Really, that’s what we need to do to clear the way for peace, to be willing to tell each
other, tell the world what we’re doing wrong? In fear of what Iran might do with nuclear
weapons, declare our failings as Israelis and Americans? Grieving the senseless shootings and
disproportionate incarceration of young black, we should decry the shortcomings in ourselves,
our law enforcement, and our justice system. Angry about the misguided beliefs, rhetoric, and
actions of those on the other side of the political wall –from local school boards to Congress –
we should admit the fallacies and foibles we have been defending? Yea, that’s not so popular.
Shouldn’t we be defending our friends and attacking our enemies. Surely Israel already has
enough critics. Won’t adding my concerns about Israeli policy just further weaken Israel?

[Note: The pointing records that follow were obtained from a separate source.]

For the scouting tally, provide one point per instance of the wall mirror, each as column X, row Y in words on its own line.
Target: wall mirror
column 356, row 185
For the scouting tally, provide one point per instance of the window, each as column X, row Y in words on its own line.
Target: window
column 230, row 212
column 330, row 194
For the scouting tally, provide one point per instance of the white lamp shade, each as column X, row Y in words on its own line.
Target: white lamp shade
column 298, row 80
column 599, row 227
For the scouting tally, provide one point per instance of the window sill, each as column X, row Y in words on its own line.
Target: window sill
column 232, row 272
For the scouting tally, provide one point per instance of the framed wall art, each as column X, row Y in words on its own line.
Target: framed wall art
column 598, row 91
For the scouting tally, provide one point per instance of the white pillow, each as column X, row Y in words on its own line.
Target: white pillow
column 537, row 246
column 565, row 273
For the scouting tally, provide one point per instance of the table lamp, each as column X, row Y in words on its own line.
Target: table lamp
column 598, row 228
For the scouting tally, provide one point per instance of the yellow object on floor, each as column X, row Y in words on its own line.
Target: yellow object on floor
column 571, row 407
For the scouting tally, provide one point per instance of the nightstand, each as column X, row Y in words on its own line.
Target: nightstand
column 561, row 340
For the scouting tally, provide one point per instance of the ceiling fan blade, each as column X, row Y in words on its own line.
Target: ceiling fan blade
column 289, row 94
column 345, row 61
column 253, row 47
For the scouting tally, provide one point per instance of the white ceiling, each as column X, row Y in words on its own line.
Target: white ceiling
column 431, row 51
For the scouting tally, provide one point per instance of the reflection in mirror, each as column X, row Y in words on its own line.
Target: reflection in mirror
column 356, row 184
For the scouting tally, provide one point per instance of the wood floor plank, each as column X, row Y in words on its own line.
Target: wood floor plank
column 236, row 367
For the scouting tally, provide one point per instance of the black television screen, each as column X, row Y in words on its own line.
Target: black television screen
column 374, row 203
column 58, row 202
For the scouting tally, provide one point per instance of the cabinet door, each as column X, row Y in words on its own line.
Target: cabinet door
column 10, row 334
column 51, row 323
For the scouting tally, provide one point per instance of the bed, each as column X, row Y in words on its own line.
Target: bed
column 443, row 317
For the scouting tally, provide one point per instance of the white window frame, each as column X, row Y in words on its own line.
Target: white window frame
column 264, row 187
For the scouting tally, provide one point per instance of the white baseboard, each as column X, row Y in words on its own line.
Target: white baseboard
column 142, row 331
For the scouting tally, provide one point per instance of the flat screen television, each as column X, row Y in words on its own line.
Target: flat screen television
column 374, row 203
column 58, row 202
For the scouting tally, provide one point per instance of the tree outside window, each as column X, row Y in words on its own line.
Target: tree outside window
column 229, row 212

If so,
why does Isaiah want us to be willing to point out our failings, our transgressions?
This quandary has forced me to rethink my positions – not so much my personal and
political convictions, but my relationships to my anger, my fear, my sadness, and the anger and
fear and sadness of those with whom I co-constructed the wall between us. The differences are
there, and are not likely to change. And, I do have choice in the matter if I am willing to rethink
my relationship to them, to choose to be both watchman and scout, and perhaps more bridgebuilding and less missionizing, more Aaron and Isaiah.
Thank you for your willingness to improvise this learning with me. Together, may we
grow, soften, and deepen our capacity to see, feel and will. Ceyn yehi ratzon. And may your fast
be fast, your ease come easily, and your will be willing.